The argument goes like this: Lost used to be a great, entertaining show, but it got so up its own, um, hatch with plot convolutions that it became impossible and frustrating to follow. Enter Heroes, another great-looking serial which improved on the formula by streamlining its mystery, disciplining its story, and providing closure, closure, closure. It tells you “Save the Cheerleader, Save the World,” and, by God, somebody will save the cheerleader by mid-season!

I like Heroes a lot. I’ll be watching tonight. (First Nathan gets with Niki, and now he’s Claire’s father? Dude’s presidential material!) But to me this argument takes a pretty dim view of not just Lost but of what TV can be as an entertainment form. If all you care about is suspense, easy-to-follow stories and plot gratification, Heroes is your show.
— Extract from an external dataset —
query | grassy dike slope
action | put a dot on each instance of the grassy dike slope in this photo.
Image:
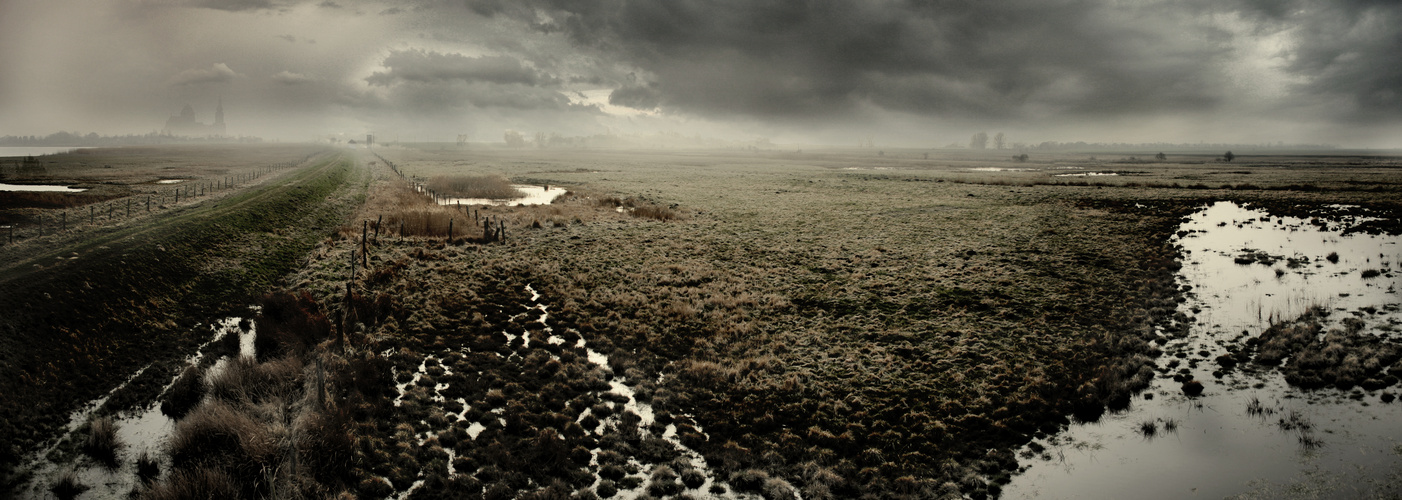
(833, 332)
(87, 315)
But as a piece of writing, a work of–is it embarrassing to say this?–art? It’s not even close. Heroes is not written nearly at the level Lost is, either in its dialogue–how often does a character on Heroes deliver a line you couldn’t have pretty much predicted a beat in advance?–or its characters. Lost has an entire roster of multifaceted, engaging characters, alive and dead: Locke, Eko, Sawyer, Ben and the list goes on. Heroes has maybe two characters that aren’t flat stock types: Hiro (who’s funny and endearing, but pales before Hurley) and maybe Horn-Rimmed Glasses (who is interestingly ambiguous, but also a bit of an X-Files retread).

Obviously not every show on TV needs to be, or can be, as creative as Lost, and there’s room for more than one good serial on network TV. But it’s time to stop the madness. If anybody wants to take up the samurai sword for Heroes, however, I bare my neck for you here.